39 thoughts on “The Mess In LA And Long Beach Harbors”

  1. A three hour tour off the coast of California… heh.

    Good analysis, and without reading to far into it; I was already looking for open spaces nearby. Gee whiz, is it really that hard to find a laydown yard in the Victorville area? I pick that location because it wasn’t hard to park hundred’s of 737-Max’s there, and it is a UPS hub. If Boeing can figure this out, you would think California could. But there’s a whole desert in that area. If lack of space for empties is the issue, then it shouldn’t be.

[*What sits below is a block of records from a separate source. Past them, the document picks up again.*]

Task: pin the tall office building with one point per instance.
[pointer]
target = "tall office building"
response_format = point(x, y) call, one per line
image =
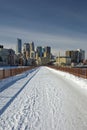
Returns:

    As for the suggestions, deregulation is certainly the best. Particularly the part of stacking only two high, when I know in Houston, they are stacked six high. Why transport to Dallas or anywhere else when you can triple capacity by getting rid of dumb regulations. Don’t tell me about lives saved when Alec Baldwin can shoot a person on a movie set. California could have prevented that death by regulating the movie industry, but we know what industries California won’t regulate.

    And California can fuck the right off in expecting to get every military and guard unit vehicle that can transport a container. That is simply a recipe for disaster. And you don’t need barges transporting empty containers. The nearest empty port that could offload empty containers for storage could also offload full containers. Just commandeer federal land in the Mojave to store them. Plenty of it near Palmdale or Edwards, both with railhead access. You won’t need truck chassis, but you will need cranes.

    1. Bah. Why store the containers here, if there’s a glut? Put them back on the returning cargo ships and dump them at Shenzhen or wherever, and let the Chinese deal with them–which they would have to do before they could load the ships back up again.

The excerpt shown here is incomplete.